The most attractive of them is to think that these “neo-neurons” are involved in the processes of learning and memorization. However, nothing formal has been demonstrated on this subject.
The only objective consideration which has been made possible is that adult neurogenesis is slowed down in the event of depression, and that it is favored by various circumstances (such as running for example), without it being understood why. one and the other case …
POSSIBLE THERAPEUTIC REVOLUTIONS
The upheavals that have marked neurology over the past fifteen years suggest real therapeutic “revolutions”. And it is a cautious, but resolute optimism that guides researchers today … A very first objective to reach before developing new therapies is to understand why nerve stem cells cannot be recruited .
We know that this incapacity is not linked to their intrinsic nature since it has been observed that they actively proliferate in culture and differentiate in many types of neurons or glial cells (astrocytes and oligodendrocytes). It is therefore that their cerebral environment is not “favorable”.
In other words, even in the event of lesions, no signal seems capable of activating them. It is therefore necessary to better understand their biology to eventually consider ways to recruit them by an adequate signal. In addition, if our brain is able to “integrate” itself neo-neurons, the transplantation of nerve cells should logically be possible.
The possibilities of cell therapy, that is to say grafting of cell suspensions intended to replace dead or damaged cells in the event of injury, are therefore now considered in a much more concrete manner. As is often the case in scientific research, we find that a discovery brings new and many questions.
It can also give rise to many therapeutic hopes for diseases for which sometimes, even at the dawn of the 21st century, we are still destitute.

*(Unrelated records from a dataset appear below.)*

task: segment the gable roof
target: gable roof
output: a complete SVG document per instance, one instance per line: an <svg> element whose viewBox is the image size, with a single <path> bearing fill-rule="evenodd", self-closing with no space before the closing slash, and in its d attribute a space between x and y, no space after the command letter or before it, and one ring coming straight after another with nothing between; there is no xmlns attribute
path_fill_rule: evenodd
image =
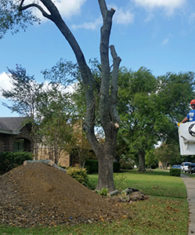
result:
<svg viewBox="0 0 195 235"><path fill-rule="evenodd" d="M19 134L27 120L26 117L0 117L0 133Z"/></svg>

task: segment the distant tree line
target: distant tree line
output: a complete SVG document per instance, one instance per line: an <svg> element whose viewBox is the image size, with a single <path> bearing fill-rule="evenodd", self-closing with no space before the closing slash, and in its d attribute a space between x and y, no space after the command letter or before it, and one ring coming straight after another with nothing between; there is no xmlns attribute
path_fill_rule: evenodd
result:
<svg viewBox="0 0 195 235"><path fill-rule="evenodd" d="M91 71L96 80L96 105L99 105L101 66L97 60L91 61ZM3 90L3 96L12 101L12 105L5 105L29 117L35 146L40 141L52 146L55 162L61 151L77 148L83 165L87 155L83 149L89 143L81 128L86 112L85 88L77 65L60 60L43 71L49 81L47 86L37 83L21 66L8 72L14 89ZM69 92L68 87L74 92ZM144 67L135 72L123 67L118 87L120 128L116 160L128 168L136 164L139 171L157 167L159 161L164 167L181 162L177 122L186 115L189 101L194 97L194 73L167 73L155 77ZM80 129L75 132L73 128L78 122ZM104 142L98 112L95 125L97 138Z"/></svg>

However, a better knowledge of the biology of these cells is absolutely necessary to answer these questions and one day hope for new treatments. And in this last area in particular, we must beware of any haste that could lead to causing the patient more serious problems than the disease that we wanted to treat at the start.
The old aphorism dear to many careful doctors, primum non nocere (first do no harm) is needed here more than ever.